A human-powered chatbot rather than one with artificial intelligence? This community in Chile demonstrates why
  • Nisha
  • February 02, 2026

A human-powered chatbot rather than one with artificial intelligence? This community in Chile demonstrates why

Around 50 residents in a community outside Chile’s capital spent 12 hours on Saturday doing something unusual: acting as a fully human-powered chatbot.

Working from laptops inside a small community center in Quilicura, on the outskirts of Santiago, volunteers answered questions, wrote replies and even hand-drew images for users around the world — all to spotlight the environmental toll of artificial intelligence data centers operating in the region.

The project, called Quili.AI, fielded more than 25,000 requests during the day, according to organizers.

But unlike tools such as ChatGPT or Google’s Gemini, responses weren’t instant.

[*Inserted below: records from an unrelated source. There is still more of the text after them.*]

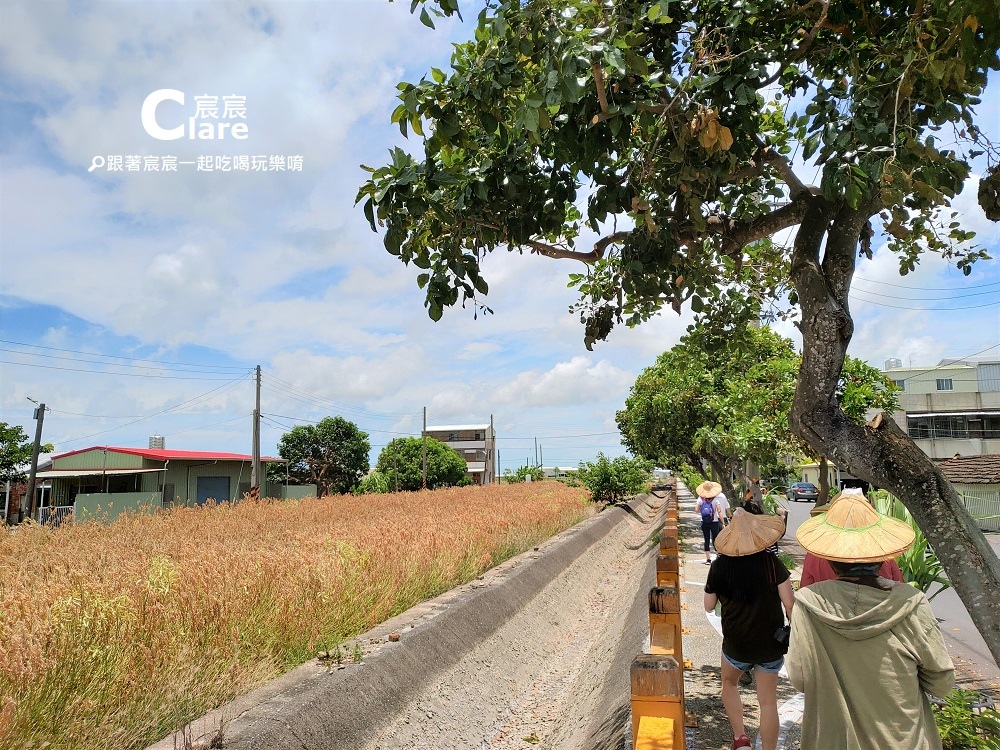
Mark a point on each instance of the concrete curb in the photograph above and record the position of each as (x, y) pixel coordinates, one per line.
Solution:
(319, 709)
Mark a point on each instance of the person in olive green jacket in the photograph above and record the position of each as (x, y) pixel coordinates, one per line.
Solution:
(864, 650)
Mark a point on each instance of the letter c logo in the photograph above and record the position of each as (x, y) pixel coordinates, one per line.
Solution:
(149, 123)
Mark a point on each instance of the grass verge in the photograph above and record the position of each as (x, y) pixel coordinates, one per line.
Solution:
(113, 636)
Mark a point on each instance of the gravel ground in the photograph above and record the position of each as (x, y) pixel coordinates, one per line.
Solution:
(543, 680)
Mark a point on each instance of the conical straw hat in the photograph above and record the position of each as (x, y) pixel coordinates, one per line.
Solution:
(747, 534)
(853, 531)
(708, 489)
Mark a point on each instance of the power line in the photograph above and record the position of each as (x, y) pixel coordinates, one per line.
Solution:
(100, 372)
(104, 364)
(205, 426)
(115, 356)
(301, 394)
(559, 437)
(924, 309)
(995, 292)
(317, 421)
(928, 288)
(215, 391)
(940, 367)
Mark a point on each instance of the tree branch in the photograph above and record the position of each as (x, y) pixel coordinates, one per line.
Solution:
(602, 95)
(600, 247)
(739, 235)
(796, 187)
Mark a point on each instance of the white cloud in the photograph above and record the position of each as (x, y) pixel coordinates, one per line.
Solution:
(575, 382)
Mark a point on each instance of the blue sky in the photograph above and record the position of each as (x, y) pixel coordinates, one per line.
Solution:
(137, 303)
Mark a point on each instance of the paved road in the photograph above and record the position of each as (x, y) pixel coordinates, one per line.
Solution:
(966, 646)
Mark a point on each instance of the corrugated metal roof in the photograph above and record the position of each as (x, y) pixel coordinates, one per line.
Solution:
(166, 454)
(457, 427)
(983, 469)
(64, 473)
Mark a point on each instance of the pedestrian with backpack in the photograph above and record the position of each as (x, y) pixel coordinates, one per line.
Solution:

When one user asked for an image of a “sloth playing in the snow,” the site replied in Spanish, asking for patience and reminding the user that a human was working on the request. About 10 minutes later, a penciled sketch appeared: a cartoonish sloth clutching a snowball, ready to throw it.

Slowing down AI

“The goal is to highlight the hidden water footprint behind AI prompting and encourage more responsible use,” said Lorena Antiman of environmental group Corporación NGEN, which organized the event.

Volunteers rotated through shifts answering queries. For culturally specific questions — like how to make Chilean sopaipillas, a traditional fried pastry — responses came quickly. When no one knew the answer, participants walked around the room asking others for help.

“Quili.AI isn’t about always having an instant answer,” Antiman said. “It’s about recognizing that not every question needs one.”

She added that the project is not meant to reject AI altogether but to prompt reflection about the impact of “casual prompting,” especially in water-stressed areas.

Data centers and drought

Quilicura has become a growing hub for data centers built by global cloud companies including Amazon, Google and Microsoft.

AI systems require powerful chips that consume large amounts of electricity and, in many cases, significant volumes of water for cooling. Usage levels vary depending on equipment and location, but environmental groups say the demands are substantial.

Google has described its Quilicura facility, opened in 2015, as the most energy-efficient data center in Latin America and says it has invested in wetlands restoration and irrigation projects in the nearby Maipo River basin. However, the company has also faced legal challenges over water use tied to other proposed projects.

The concerns come as Chile grapples with a decade-long drought that experts say has worsened environmental pressures and contributed to recent deadly wildfires.

A human alternative

For participants, the slower, handmade approach was part of the message.

Instead of algorithms delivering instant certainty, Quili.AI offered something different: human curiosity, shared knowledge and occasional “we don’t know.”

In a world racing toward ever-faster artificial intelligence, the experiment suggested that sometimes the most sustainable answer is simply to slow down.